Cette beauté des textures est également ce qui fait l’intérêt des mélodies de Chausson et Duparc interprétées par la soprano Cyrielle Ndjiki Nya. Le timbre de la jeune chanteuse est somptueux, rehaussé d’un vibrato ample et souple. Certes, la justesse n’est pas toujours irréprochable, la clarté de la diction pourrait encore être améliorée, mais on comprend le texte et surtout, on se pâme devant la beauté de la voix. Les aigus ressortent avec une facilité incroyable (dans Serre chaude de Duparc par exemple) et l'instrument est d’une souplesse telle que le legato semble n’exiger aucun effort (La vie antérieure). Le piano de Frank Braley, quant à lui, est limpide : ses doubles croches fluides confèrent une légèreté bienvenue, exemptée de drame, à la Chanson triste de Duparc ; inversement, ses brefs motifs thématiques étrangement solennels suffisent à instaurer l’atmosphère tragique d'Au pays où se fait la guerre. Le quatuor rejoint le duo pour la Chanson perpétuelle de Chausson, un moment de grâce : les cordes des Modigliani ont la texture du velours, la voix de Cyrielle Ndjiki Nya est impressionnante d’aisance. Là encore, si la prononciation n’est peut-être pas assez nette pour faire comprendre la narration, la finesse des nuances et des phrasés des six musiciens est suffisamment claire pour en deviner l’essentiel.
La construction de la deuxième partie du concert est tout aussi limpide.

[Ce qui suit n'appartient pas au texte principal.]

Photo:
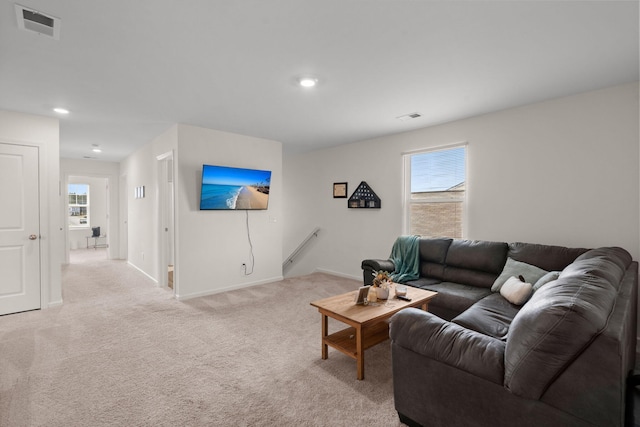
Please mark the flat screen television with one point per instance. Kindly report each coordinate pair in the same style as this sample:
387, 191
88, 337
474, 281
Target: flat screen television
227, 188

L’Oracio del torero de Turina rappelle l’écriture de Ravel par ses jeux sur le rythme (alternance binaire-ternaire) et ses contrastes (ruptures brutales quand un passage dansant et rapide semble échouer brusquement sur une section plus lyrique et songeuse). Les Modigliani savent souligner les moindres effets de l'œuvre, des trémolos scintillants aux pizzicati espiègles, afin qu’elle ne dépare pas une fois juxtaposée avec celle de Ravel…
C’est pourtant bien le Quatuor en fa majeur de ce dernier qui est la pièce de résistance de la soirée. Placés à l’arrière-scène, les quatre instrumentistes donnent la réplique à Agnès Letestu et Vincent Chaillet, danseurs de l’Opéra, dans une chorégraphie de Florent Melac datant de 2020. Dans ce répertoire qu’ils maîtrisent à la perfection, les Modigliani sont impressionnants de technique chambriste – les unissons à l’octave sont toujours éblouissants, les passages de témoin invisibles – mais aussi parce qu’ils parviennent à apporter à ce véritable tube une touche personnelle : les thèmes du premier violon dans le Vif et agité sont ici présentés dans une nuance discrète, alors que certains solos du Très lent sont au contraire étonnamment charnus ; dans les mouvements rapides, le quatuor insiste tant sur le rythme qu’on en oublie presque le travail mélodique et harmonique de Ravel pour se concentrer sur leur caractère… dansant.
Car c’est bien de cela qu’il s’agit : à l’exception de rares moments où les danseurs s’éclipsent (le public est alors plongé dans le noir et immergé dans la musique), c’est le pas de deux qui est au centre de l’attention. Agnès Letestu et Vincent Chaillet se cherchent, se trouvent, se disputent dans un jeu de cache-cache amoureux. Si les mouvements fluides des deux danseurs, dans un style assez néoclassique, ne reflètent pas vraiment la diversité des atmosphères des quatre mouvements, ils ont un caractère primesautier qui convient parfaitement aux sections les plus enlevées. Surtout, ils épousent le relief de la musique avec une grande justesse – manière de rappeler que la musique française d’il y a cent ans n’est pas dépourvue d’échos dans la création artistique d’aujourd’hui.